07 Dec Translating our Genomes into (hella) bytes of data
Insight by: Debbie Lin
As genomic sequencing becomes prevalent in our lives. Each individual’s genetic response to disease and our environment, will be uploaded to The Cloud not just once but perhaps in multiple copy iterations as snapshot copies of our genome are analyzed to understand how it responds over time. That’s a massive amount of stored data on genetic effects on human health. Here the term genomics is used broadly to refer to all “omics” information, such as RNA, DNA, and epigenetic data. At the end of November, this year, the debut of Amazon Omics brings a new purpose-built service designed to support large scale analysis and collaborative research. It helps healthcare and life science organizations store, query, and analyze genomic data and generate insights to advance health and scientific discoveries. This foreshadows the tremendous amount of resources around data, data infrastructure and analytics that will be needed to help us better predict and better tailor treatments based on the individual genetic profiles.
In 2010, Google adopted the term hella as a scientific prefix to hellabyte to expand beyond giga, tera and yotta-byte. The term was used to represent the equivalent of 10 to the power of 27 bytes. This unofficial term has been replaced recently by the Ronnabyte. In November, representatives at the General Conference on Weights and Measures in Paris voted to adopt the new prefixes Ronnabyte and Quettabyte. Ronna became the official 10 to the power of 27 and Quetta, 10 to the power of 30.

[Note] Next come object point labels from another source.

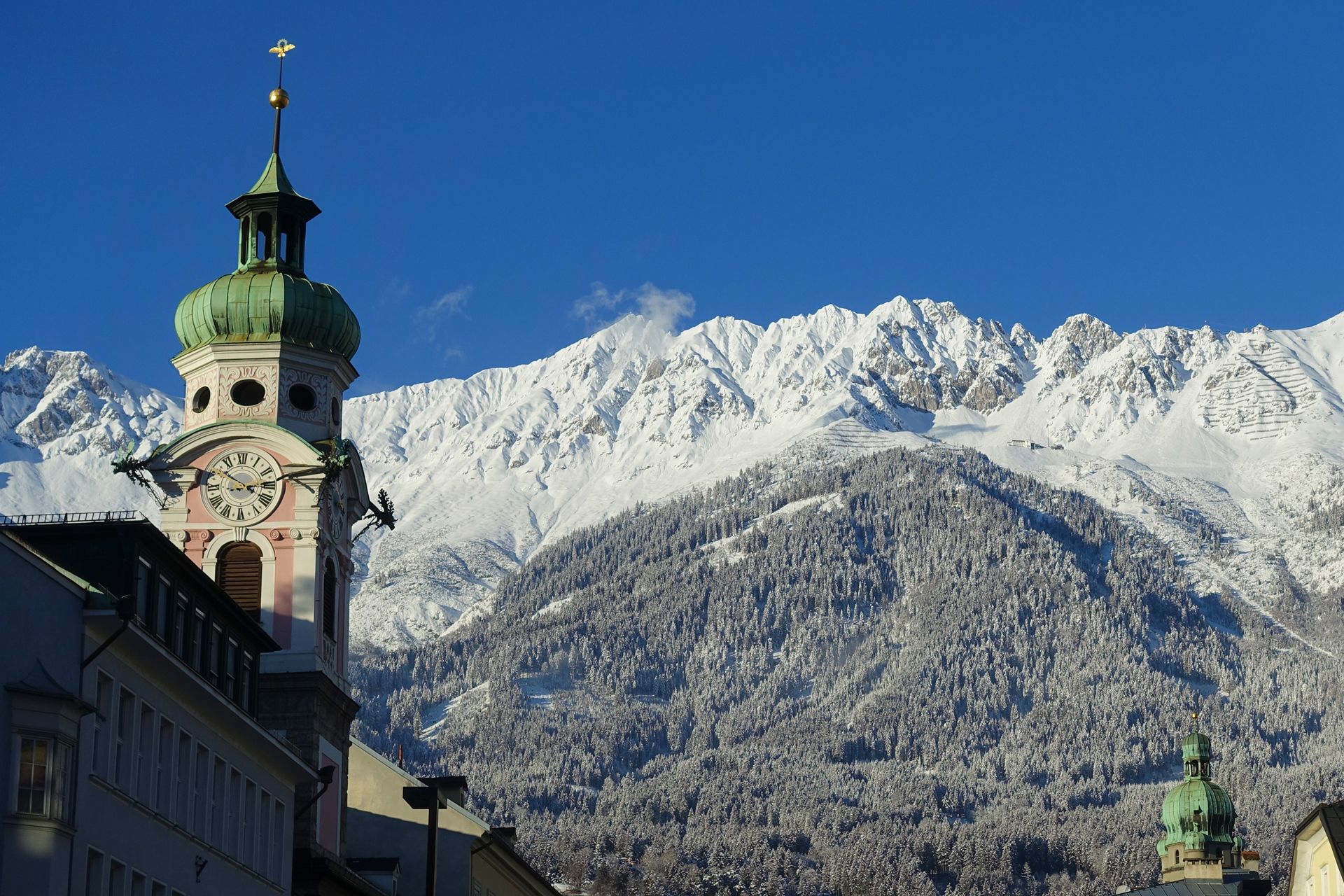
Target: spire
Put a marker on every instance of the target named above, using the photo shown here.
(273, 216)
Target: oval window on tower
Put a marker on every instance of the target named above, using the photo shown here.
(248, 393)
(302, 397)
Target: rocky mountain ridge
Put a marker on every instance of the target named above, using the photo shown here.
(489, 468)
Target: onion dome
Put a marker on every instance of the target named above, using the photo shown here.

As precision medicine and bioinformatics develops, the prefixes will soon be put to good use. Precision medicine is most widely known today in the application of profiling patients for cancer treatment or infectious disease detection (i.e. SARS, COVID-19) is the use of genomic information taken from tissue samples or liquid samples (i.e. blood or saliva even sweat) to help clinicians and researchers make decisions about what treatments might be optimal based on an individual’s disease status. To date, liquid biopsy technologies are expanding. Here, bodily fluids, primarily blood, are taken to detect molecular markers of disease. The ease of sending low cost, less invasive, faster to process diagnostic kits out to patients for testing (i.e COVID-19) makes these technologies rather accessible across a wide range of patient populations. Thus far, such technologies have been used primarily in research and translational medicine settings. However, companies such as Guardant Health, Grail, Freenome, Caris Life Sciences, among many others, are racing to validate and launch products into the market that will allow wide scale adoption.
The data that comes from the use of such products is already enormous and will grow exponentially once everyone can have their genomic information sequenced even more cheaply, easily and longitudinally. We need to think now about how this data will be stored, the infrastructure for data processing, how the data is stitched together, and how it is associated meaningfully with health outcomes. Once the data is acquired and stored, bioinformatics companies such as are already positioning themselves to provide plug and play infrastructure for pharmaceutical, diagnostic, biotech companies to support storage, processing and analysis of the data. Other companies in the natural language processing space are focused on the parsing and extraction of physician notes and health record information to clinically useful information, others in the analysis and algorithm development so that clinicians and patients can make actionable decisions.
We are at the tip of the iceberg. To give you an idea about the potential scale. Today, a single human genome sequence alone takes about 200 gigabytes of data. According to the National Humane Genome Research institute, we will need 40 exabytes (10 to the power of 18) to store the genome sequence information of the world’s population by 2025. One can imagine the amount of data will exponentially increase as our population grows, our individual access to genomic sequencing increases and sequencing becomes even more granular in depth and breadth. It took approximate thirteen years to sequence the first human genome. Today it takes approximately 3 days using NexGen Sequencing and sequencing technologies are getting even faster and cheaper.
I recently attended a bioinformatics roundtable hosted by Alliance for SoCal Innovation and San Diego State University powered by Tech Stars. Here healthcare and tech leaders from Southern California gathered to discuss various topics such as data privacy, the difficulty of integrating data across data silos, the ineffectiveness of current data integration with electronic health record information, data usability issues for clinicians and patients, healthcare delivery challenges where clinicians’ time are usurped with tasks around data entry and analysis, and more. While there are many challenges to be solved, according to current projections, bioinformatics is a growing market. It was $10.2B in 2021 and it is projected to hit $39.7B globally by 2030. In the future, leaders who understand the challenges at the intersection between biology, medicine, healthcare and information technology, who know how to lead a workforce to support data infrastructure and analysis for massive amounts of biological and medical information will be essential to our life sciences and healthcare ecosystem. For anyone interested in the intersection of informatics, data, healthcare and life sciences, this is a great area of opportunity to keep a close watch.